I’ve had a quick read of the proposal, and a bit of the current interface code.
Overall, it looks brilliant @ablaom, so glad you’ve taken the time to continue this effort. I’ve only got a few niggles that I’d like to raise:
Cameron’s minimise function I think could be better named something like trim, shrink, or even downsize or deflate. I think that’s more effective at conveying the intent. Otherwise I’m prone to thinking of model error minimisation, and minimising objectives
In src/types.jl, I see abstract Finite, Iterable, and FiniteIterable types. These seem like interface-kind types and could perhaps be better served by boolean trait-functions (e.g.

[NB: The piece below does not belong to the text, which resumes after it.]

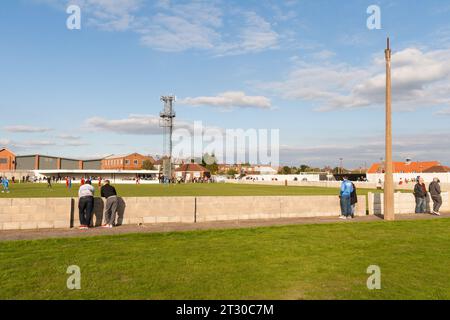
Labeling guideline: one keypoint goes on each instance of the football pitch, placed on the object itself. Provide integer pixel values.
(40, 190)
(326, 261)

Tables.istable) or holy-style trait functions?
I do still think that as a package named LeanAPI for Machine Learning models, calling the objects that “learn” from data “learners” rather than “algorithms” is more apt (regardless of how well they generalise), but it seems like this mostly affects the docs now, and I don’t mean to re-commence the bikeshedding.
The name for the function that maps learning outcomes (output of fit) to something suitable for serialisation. At time of writing, this is minimise in the docs :
Okay, here’s one more. In LearnAPI I currently have inverse_transform, “broadly” understood. I’ve currently said this any right inverse or approximate right-inverse for transform (maybe any one-sided inverse should be allowed??). This is the same name used in scikit-learn and MLJ, and so it has a lot of intertia for me personally. No promises to change it, but I’d like to know what people think of the name.
I think StatsAPI uses reconstruct and TableTransforms uses revert (transform is apply). Any other name suggestions or comments before I poll this?
I preferred the way it was done with TransformedTargetModel where it would be a regular algorithm with fit() and predict() and the parameters to that algorithm would include the inner regression algorithm along with the transformer function and inverse functions. In which case they are just names of algorithm parameters, and maybe not needed in the api.
Also on the minimize() proposed function, some of the suggested names suggest the trained model is mutated. If the model is an immutable struc, instead of minimize(), maybe it could just be another accessor function to get the struct for the trained algorithm, which represents the information required by predict().
The trait LearnAPI.functions returns a list of functions that can either be applied to the algorithm struct (e.g, fit), or the output of fit (e.g. predict). See here. Should this be called methods instead?